Proper adherence to coding rules, documentation, and payer guidelines is essential to ensure accurate reimbursement for CPT 52332. Providers must follow bundling rules, observe unit limits, and understand when the code cannot be reported separately.
Bundling / NCCI / Same-Day Procedure Rules
CPT 52332 is often bundled with ureteroscopy or stone treatment procedures. It should not be reported separately when included in a primary procedure. Modifier 59 or XS may be used only when documentation clearly supports a distinct and separate service. Always check NCCI edits and global surgery rules before billing.
Units, MUEs & Laterality Billing Rules
Most payers allow up to 2 units for bilateral stent placement. Use RT or LT modifiers for unilateral procedures and modifier 50 for bilateral cases if permitted. Always follow payer-specific rules regarding multiple procedures and laterality reporting.

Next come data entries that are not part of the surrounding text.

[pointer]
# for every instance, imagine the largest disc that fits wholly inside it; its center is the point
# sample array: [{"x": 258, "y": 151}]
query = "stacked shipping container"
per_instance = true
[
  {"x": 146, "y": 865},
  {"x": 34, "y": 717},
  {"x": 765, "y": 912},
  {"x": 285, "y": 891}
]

When CPT 52332 Cannot Be Separately Reported and What to Use Instead?
CPT 52332 cannot be reported separately when stent placement is included in comprehensive procedures such as ureteroscopy with lithotripsy. In these cases, report only the primary procedure code, as the stent insertion is considered bundled into the main service.
Top Reasons For Denials Specific To 52332 & Quick Remedies
Missing Laterality or Incorrect Modifier Use: Ensure RT, LT, or 50 modifiers are properly applied and clearly documented in the operative report.
Denied as Bundled With Another Procedure: If 52332 is performed on the same day as ureteroscopy or lithotripsy, provide documentation showing that stent placement was a separate, distinct service. Use modifier 59 or XS when justified.
Insufficient Documentation of Medical Necessity: Clearly state the clinical indication (obstruction, stricture, prophylactic use), operative steps, and stent placement confirmation to support billing.
Incomplete Operative Report or Missing Stent Details: Include stent type, technique, guidewire use, confirmation of placement, and any complications to prevent downcoding or claim rejection.
Billing Bilateral Procedure Incorrectly: For bilateral stent placement, follow payer rules for modifier 50 vs separate line billing, and ensure MUE limits are not exceeded.
How do Providers Track these Specific Procedures?
Medical offices use CPT codes in medical billing to accurately record every step of the stent insertion process. This system helps insurance companies process payments quickly by using a universal language for healthcare services.